Yifta’h est l’un des juges les moins connus qui figure dans le Livre des Juges.[1]C’est un remarquable combattant, fils d’une concubine de Guilad de la tribu de Ménaché, dont l’héritage légitime lui est renié par ses demi-frères, compte tenu du statut de concubine de sa mère. Il quitte Erets Israël et rassemble un groupe de combattants. Des années plus tard, le peuple juif, attaqué par les Ammonites, l’implore désespérément de revenir, et lui propose même de devenir leur dirigeant. Il rentre et triomphe des Ammonites au combat. Nos Sages ne semblent pas louer excessivement Yifta’h, affirmant qu’il n’était ni particulièrement érudit ou vertueux sous certains aspects.[2] Mais si l’on pousse l’analyse plus loin, les commentateurs trouvent des points positifs qui peuvent être une source d’inspiration pour nous.

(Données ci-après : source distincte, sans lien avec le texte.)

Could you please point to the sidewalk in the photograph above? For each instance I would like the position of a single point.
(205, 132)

Comme mentionné ci-dessus, Yifta’h fut écarté de force de son héritage légitime par ses demi-frères. Les commentateurs remarquent qu’en tant que puissant combattant, il aurait certainement pu acquérir par la force ce qui lui revenait, mais il voulait éviter la Ma’hloket (discorde) et il s’enfuit au pays de Tov. Le terme de « Tov », à savoir « bon », n’est pas familier des commentateurs qui font des interprétations homilétiques de son usage. Le Daméssek Eliézer [3] suggère que le terme « Tov » fait allusion à la bonne action à son actif lorsqu’il a évité la Ma’hloket. Le Rabbi d’Ozrov [4]développe ce concept en remarquant que le terme Tov dans la Torah fait allusion à la paix. Nous le voyons dans le récit de la Création de la Torah. A la fin de chaque jour, Hachem vit que Sa création ce jour-là était « Tov », à l’exception du second jour. Le Midrach[5] explique que le second jour, la Ma’hloket a été créée par la séparation entre les eaux du haut et du bas. En conséquence, depuis que Yifta’h a agi pour éviter la Ma’hloket, il est décrit comme ayant fui vers un lieu nommé Tov.

Le ‘Hida[6] développe les grands efforts de Yiftza’h pour éviter la discorde. Il analyse pourquoi Yifta’h a quitté Erets Israël alors qu’il aurait pu fuir vers un lieu éloigné dans les frontières d’Erets Israël. Il explique qu’il savait qu’en restant en Erets Israël, il serait obligé de venir à Jérusalem pour les trois fêtes de pèlerinage, et il redoutait de rencontrer l’un de ses frères à cette occasion, ce qui pourrait envenimer encore plus la Ma’hloket. En conséquence, il se rendit en ‘Houts Laarets, à l’étranger, dans le but d’éviter l’obligation de se rendre à Jérusalem.[7]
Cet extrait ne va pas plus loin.